For those readers who have met me, it will come as no surprise that I was a bit of a geek when I was doing my undergraduate studies. And that was long before geek was in any way sexy. Sheldon (from ‘The Big Bang Theory’ and not @ben_sheldon_EGI) probably hadn’t been born. However, one day one of the cool gang of undergraduates did talk to me. She wondered whether she could use my results from a practical she had been ‘unable’ to attend. I wanted to help but I was also concerned she’d copy my data and I’d end up being the one hauled over the coals for plagiarism. So I came up with a cunning plan. I wrote some code on the VAX (look it up online if you’re under 45) that took my data and generated a pseudo random dataset with many of the same statistical properties as the dataset I had collected. It took me most of the night. Nicole seemed happy, but not sufficiently so to come for a drink with me.
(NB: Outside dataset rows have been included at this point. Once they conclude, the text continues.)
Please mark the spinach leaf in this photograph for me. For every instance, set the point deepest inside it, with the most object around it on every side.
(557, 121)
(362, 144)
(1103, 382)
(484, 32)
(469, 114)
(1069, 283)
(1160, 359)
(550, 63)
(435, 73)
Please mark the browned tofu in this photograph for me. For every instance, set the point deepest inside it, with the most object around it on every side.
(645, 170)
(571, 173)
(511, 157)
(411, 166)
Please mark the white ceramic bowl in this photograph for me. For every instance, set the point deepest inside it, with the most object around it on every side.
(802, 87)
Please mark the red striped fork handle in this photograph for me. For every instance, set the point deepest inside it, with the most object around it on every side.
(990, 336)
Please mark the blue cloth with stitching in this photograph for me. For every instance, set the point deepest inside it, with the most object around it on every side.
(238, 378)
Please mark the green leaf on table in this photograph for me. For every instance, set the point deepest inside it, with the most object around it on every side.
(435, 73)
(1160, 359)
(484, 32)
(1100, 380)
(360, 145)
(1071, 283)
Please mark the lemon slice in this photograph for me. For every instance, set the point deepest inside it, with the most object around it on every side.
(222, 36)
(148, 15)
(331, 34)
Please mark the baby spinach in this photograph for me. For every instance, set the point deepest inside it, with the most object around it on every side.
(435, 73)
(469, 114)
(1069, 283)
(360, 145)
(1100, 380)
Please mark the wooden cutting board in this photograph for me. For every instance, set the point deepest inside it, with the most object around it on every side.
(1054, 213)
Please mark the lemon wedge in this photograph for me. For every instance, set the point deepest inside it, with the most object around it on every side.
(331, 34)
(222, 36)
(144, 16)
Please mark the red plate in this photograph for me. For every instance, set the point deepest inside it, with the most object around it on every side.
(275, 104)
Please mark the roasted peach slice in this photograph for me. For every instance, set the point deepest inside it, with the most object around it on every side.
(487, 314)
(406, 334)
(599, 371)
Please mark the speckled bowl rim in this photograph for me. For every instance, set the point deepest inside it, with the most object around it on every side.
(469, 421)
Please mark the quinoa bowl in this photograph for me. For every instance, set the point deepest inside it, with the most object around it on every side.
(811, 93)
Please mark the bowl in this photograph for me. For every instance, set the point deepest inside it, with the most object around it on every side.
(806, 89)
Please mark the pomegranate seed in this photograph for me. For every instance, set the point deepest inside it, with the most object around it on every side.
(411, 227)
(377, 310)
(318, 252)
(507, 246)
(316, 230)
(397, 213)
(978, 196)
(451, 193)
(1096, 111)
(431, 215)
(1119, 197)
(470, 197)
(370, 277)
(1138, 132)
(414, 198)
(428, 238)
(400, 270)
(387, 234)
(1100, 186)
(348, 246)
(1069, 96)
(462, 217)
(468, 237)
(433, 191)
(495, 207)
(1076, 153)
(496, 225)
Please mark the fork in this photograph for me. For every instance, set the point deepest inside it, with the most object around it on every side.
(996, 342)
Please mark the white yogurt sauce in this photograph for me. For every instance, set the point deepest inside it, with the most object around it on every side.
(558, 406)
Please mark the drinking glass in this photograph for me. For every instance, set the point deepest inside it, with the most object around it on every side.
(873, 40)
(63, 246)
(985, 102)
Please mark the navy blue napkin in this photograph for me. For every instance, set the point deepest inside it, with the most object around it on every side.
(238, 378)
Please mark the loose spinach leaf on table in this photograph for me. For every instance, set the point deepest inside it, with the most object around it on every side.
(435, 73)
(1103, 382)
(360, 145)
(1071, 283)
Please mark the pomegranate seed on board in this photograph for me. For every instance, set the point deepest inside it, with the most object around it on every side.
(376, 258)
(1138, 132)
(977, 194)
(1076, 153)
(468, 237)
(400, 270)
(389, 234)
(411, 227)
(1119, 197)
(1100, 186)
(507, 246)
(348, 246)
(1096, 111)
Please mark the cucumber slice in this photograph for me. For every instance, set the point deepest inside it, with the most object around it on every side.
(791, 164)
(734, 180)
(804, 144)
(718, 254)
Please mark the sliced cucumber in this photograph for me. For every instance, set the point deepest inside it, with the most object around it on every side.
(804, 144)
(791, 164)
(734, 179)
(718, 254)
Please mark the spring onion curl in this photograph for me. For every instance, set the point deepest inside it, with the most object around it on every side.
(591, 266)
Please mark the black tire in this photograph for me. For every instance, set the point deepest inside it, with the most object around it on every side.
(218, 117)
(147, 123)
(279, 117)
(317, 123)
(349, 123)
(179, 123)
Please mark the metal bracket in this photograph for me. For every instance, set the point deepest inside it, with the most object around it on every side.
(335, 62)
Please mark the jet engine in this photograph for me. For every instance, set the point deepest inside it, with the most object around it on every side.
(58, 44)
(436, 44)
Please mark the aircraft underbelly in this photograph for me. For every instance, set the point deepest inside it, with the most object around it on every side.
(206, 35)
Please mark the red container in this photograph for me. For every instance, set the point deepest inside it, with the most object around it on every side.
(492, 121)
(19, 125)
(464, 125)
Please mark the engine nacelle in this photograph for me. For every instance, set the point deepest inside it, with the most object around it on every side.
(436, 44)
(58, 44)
This exercise was a great way to start to learn about statistics, and it made me appreciate that statistics was primarily about decomposing variance. I say ‘start to learn’ because each time I learn a new statistical method, someone, with probability 1, invents a more powerful one that I am supposed use. I can illustrate this by looking at papers I have been involved with analyzing survival rates in Soay sheep. When I started my first post-doc in 1994, logistic regression was all the rage. When I applied it, I found that age, sex, density, body weight and weather explained considerable amounts of variation. But, of course, this analysis was biased because we didn’t correct for imperfect recapture rates. So we did that. Then we had to go all Bayesian, as that had become the trend. Then we explored model space as well as parameter space within each model using Reversal Jump Markov Chain Monte Carlo. By this point I am using ‘we’ in the loosest possible sense. I was collaborating with, among others, Byron Morgan, Ted Catchpole, Steve Brooks and Ruth King who are some of the most capable statisticians on the planet. At this point the methods started to get a little more vague. I have a recollection of discussing a Frequentist version of Reversible Jump Markov Chain Monte Carlo called Trans-Dimensional Simulated Annealing. I remember thinking that sounds cool, and that I can make myself sound more intelligent than I am, by casually dropping the methods into a blog at some point in the future. Anyway, by the end of all this statistical wizardry we had come to the conclusion that survival was influenced by age, sex, density, body weight and the weather. This is not to knock all this work at all – reaching the same conclusions was by no means guaranteed, and we now had less biased estimates with more appropriate levels of uncertainty. I suspect that one of the reasons that we reached the same conclusion across a range of ever-more-complicated statistical methods of increasing complexity is because the data are pretty complete – the recapture rate is very close to unity –, the signatures in the data are strong, the data are measured with limited measurement error and we always used the same linearized association between survival and our explanatory variables.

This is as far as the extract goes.